R. : C'est vrai que le programme de privatisation marocain n'a pas encore attiré suffisamment les investisseurs étrangers. Un quart environ du total des actions privatisées a été acquis par des investisseurs étrangers, parmi lesquels les investisseurs français n'arrivent qu'en troisième position, avec ceux des États-Unis. Pour autant, je ne crois pas que l'on puisse parler de réticence. Ayant ouvert, le 9 avril dernier, le colloque sur le partenariat euro-marocain auquel ont participé, à Paris, le prince héritier du Maroc, Sidi Mohamed, et le Premier ministre Alain Juppé, je puis témoigner de l'intérêt des entreprises françaises pour la libéralisation de l'économie marocaine. Elles comptent, d'ailleurs, 450 filiales au Maroc, et la France y est de très loin le premier investisseur en stock. La participation pour l'instant moins forte que prévue des investisseurs français au programme marocain de privatisation tient à des raisons pratiques : d'une part, une présence française déjà très forte dans les secteurs privatisés ; d'autre part, le fait que leur candidature n'a pas toujours été retenue par les autorités marocaines lors des transferts, qui s'effectuaient pour l'essentiel par attribution directe. Et puis n'oublions pas que certaines règles visaient légitimement à éviter que les participations étrangères ne soient trop fortes. Mais l'élargissement du champ des privatisations à de nouveaux secteurs – je pense au tourisme, aux télécommunications –, la mise en œuvre de l'accord bilatéral de protection et d'encouragement réciproque des investissements qu'a signé en janvier Jean Arthuis, ministre de l'Économie et des Finances, ainsi que la possibilité de recourir au mécanisme de conversion de la dette publique, devraient permettre d'offrir aux investisseurs français de bonnes occasions.

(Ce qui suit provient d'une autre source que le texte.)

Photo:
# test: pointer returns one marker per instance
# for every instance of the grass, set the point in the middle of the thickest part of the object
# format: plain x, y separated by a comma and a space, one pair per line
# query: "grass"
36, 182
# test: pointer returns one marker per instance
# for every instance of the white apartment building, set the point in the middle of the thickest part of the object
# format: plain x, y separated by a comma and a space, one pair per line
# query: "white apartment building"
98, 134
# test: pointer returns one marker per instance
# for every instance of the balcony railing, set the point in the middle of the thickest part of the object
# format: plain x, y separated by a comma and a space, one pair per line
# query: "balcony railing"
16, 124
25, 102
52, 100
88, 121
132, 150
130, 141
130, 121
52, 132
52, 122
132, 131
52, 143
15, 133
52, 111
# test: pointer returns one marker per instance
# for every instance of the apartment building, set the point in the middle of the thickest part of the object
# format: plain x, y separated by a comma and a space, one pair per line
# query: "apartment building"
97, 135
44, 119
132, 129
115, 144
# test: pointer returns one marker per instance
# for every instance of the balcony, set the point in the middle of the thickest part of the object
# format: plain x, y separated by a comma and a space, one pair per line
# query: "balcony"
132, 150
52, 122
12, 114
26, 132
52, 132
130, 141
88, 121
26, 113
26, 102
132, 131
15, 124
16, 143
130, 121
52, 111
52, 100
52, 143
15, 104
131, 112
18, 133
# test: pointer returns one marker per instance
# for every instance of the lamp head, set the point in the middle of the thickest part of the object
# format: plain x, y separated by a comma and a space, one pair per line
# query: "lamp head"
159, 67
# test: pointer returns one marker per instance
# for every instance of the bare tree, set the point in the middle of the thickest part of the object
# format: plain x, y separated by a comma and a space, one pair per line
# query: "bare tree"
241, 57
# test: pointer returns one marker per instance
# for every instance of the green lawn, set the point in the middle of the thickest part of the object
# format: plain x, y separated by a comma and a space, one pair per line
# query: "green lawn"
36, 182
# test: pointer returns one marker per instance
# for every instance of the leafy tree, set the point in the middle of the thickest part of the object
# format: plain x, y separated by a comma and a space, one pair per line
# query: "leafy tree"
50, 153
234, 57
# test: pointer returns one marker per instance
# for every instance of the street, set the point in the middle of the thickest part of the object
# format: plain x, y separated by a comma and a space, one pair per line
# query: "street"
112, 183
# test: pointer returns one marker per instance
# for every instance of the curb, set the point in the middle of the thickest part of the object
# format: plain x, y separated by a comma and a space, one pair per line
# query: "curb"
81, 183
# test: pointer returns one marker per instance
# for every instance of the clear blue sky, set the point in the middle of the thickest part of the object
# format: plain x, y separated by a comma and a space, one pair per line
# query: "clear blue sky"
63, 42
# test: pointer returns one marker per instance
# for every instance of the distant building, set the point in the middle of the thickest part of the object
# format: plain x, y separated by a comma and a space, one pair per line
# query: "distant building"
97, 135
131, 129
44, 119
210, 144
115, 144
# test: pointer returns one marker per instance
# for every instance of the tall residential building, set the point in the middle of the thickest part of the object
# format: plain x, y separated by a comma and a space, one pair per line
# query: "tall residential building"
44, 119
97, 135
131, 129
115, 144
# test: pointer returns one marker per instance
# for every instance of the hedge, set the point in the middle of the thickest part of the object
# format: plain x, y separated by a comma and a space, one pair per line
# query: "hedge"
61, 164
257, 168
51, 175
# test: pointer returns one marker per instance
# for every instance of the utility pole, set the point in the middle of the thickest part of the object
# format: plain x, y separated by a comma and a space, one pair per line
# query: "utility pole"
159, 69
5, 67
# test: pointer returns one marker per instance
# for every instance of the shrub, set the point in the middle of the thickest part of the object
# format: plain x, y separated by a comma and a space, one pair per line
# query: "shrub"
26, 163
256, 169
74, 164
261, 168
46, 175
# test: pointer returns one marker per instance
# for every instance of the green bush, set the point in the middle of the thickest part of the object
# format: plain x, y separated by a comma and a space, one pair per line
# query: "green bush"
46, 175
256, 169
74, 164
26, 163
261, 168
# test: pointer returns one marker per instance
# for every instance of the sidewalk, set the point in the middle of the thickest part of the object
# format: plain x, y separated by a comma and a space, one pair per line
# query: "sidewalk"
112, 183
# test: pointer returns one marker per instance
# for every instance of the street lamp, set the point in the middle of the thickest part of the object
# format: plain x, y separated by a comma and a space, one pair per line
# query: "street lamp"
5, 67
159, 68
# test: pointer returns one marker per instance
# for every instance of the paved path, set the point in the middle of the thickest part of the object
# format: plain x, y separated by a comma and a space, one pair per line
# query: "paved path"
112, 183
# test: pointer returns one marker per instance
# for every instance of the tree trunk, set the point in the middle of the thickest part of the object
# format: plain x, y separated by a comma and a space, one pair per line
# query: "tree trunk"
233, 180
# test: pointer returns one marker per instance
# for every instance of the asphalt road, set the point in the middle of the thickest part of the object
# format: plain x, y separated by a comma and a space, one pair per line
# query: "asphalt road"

Q. : Dans la perspective de la zone de libre-échange, quel rôle possible voyez-vous pour le Maroc dans la région ?

R. : L'émergence de cette zone de libre-échange ne constitue pas un objectif immédiat. Elle sera progressivement mise en place, sur douze années environ : il faut laisser le temps de se préparer aux industries et aux entrepreneurs marocains. L'accord d'association devrait être appliqué dès le 1er janvier 1997, avec un délai supplémentaire de trois ans s'agissant du démantèlement tarifaire. Je suis convaincu que le Maroc jouera un rôle important dans cette construction, car il bénéficie de très grands atouts, à commencer par son choix, dès l'indépendance, de l'économie de marché, et depuis 1990, d'une libéralisation accrue. Le Maroc offre aujourd'hui toutes les garanties du succès économique : la Bourse de Casablanca est la deuxième d'Afrique, un nouveau code des investissements offre un cadre juridique rénové, de grands groupes africains et mondiaux se sont installés au Maroc. Je crois de plus qu'il dispose d'un véritable avantage comparatif dans le domaine agricole et agro-alimentaire.

Q. : Après la signature de l'accord de partenariat avec l'Union européenne, quels sont les créneaux dans lequel les produits peuvent gagner des parts de marché en France ?

R. : L'accord d'association prévoit un maintien, voire une certaine amélioration des régimes d'accès préférentiels au marché communautaire de produits importants pour le Maroc : fruits, légumes, fleurs coupées, par exemple. Bien sûr, la contrepartie de ce partenariat sera une compétition plus rude, notamment dans le secteur industriel, qui n'est pas pour l'instant l'un des points forts de l'économie marocaine. Je pense néanmoins que des activités comme le textile, le transport maritime ou l'exploitation des phosphates, qui sont déjà très compétitives, devraient accroître leurs parts de marché en Europe, et en France en particulier.